The idea of this technique is to use a 128-bit number as an ID. A 128-bit integer means that if we use 6,000 IDs every second, it will take over 2^128 / (6000 * 3600 * 24 * 365) = 1.79838*10^27 (how is it pronounced, octillion?) to exhaust them. And if we randomly pick 103 trillion of 126-bit numbers, the chance of a collision is one in a billion. Of course, this number is not generated in a simple incremental count like 1, 2, 3, … but follows a certain standard. And when generated accordingly, UUIDs can solve the problem of generating non-duplicate IDs in distributed systems.

But it introduces another problem. 128-bits is unnecessarily large. And most computers don’t support us working directly with the 128-bit integer data type. So we usually have to use strings to process them. In addition, a large-size ID hurts the query performance because the index gets larger and operations/calculations become more costly.

Example UUIDs:

8fbb69e1-2132-4c86-911b-4cc182a5513a
b1f352c3-2126-4cca-9eec-349cdb69b611
6c7fa5c6-1b70-4b47-8690-760f2871943d
df495b1b-cd86-4e08-a42a-9f73d2c5afd1
13e1b2c2-ed6e-46ee-94a3-efce635ef268

Snowflake ID

To solve this problem, Twitter engineers introduced a system called Snowflake ID. The idea of this system is to programmatically generate a 64-bit integer to represent the ID. But how does each server independently generate this ID without collision?

The proposed method is as follows:

  • The first 1 bit is not in use (always 0) to make it fit into a signed integer (always positive).
  • The next 41 bits store information about the ID creation time, measured in milliseconds from a given point in time (epoch 1288834974657 in Unix time).
  • The next 10 bits store information about the machine requesting the ID.
  • The last 12 bits are a sequential counter from 1 to 4096. To avoid duplicate IDs within the same time frame on the same machine.

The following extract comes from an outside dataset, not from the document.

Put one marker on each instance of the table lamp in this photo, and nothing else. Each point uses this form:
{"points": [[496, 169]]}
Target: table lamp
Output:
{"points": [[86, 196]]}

Snowflake ID Generate ID for database

The only scenario where collisions can occur is when a single machine requests more than 4096 IDs in a single millisecond (or in the case of Twitter, when a machine posts 4096 tweets in a millisecond). ⁤With Snowflake ID, we are able to solve the problem of generating non-duplicate IDs in distributed systems with a 64-bit integer. ⁤⁤Additionally, Snowflake ID itself contains information about the creation time. ⁤⁤Therefore, we can know the creation time of an ID just by looking at the ID, or we can sort by ID and get results sorted by time. ⁤

Conclusion

Is Snowflake ID the answer for every system? Absolutely not! Nothing is the answer for everything. Besides the ID generation strategies mentioned above, there are many other approaches (e.g. Flickr’s centralized ticket server). There are always many ways to solve a problem. Each goes with pros and cons. Don’t limit yourself to existing methods; always look for new, context-appropriate solutions.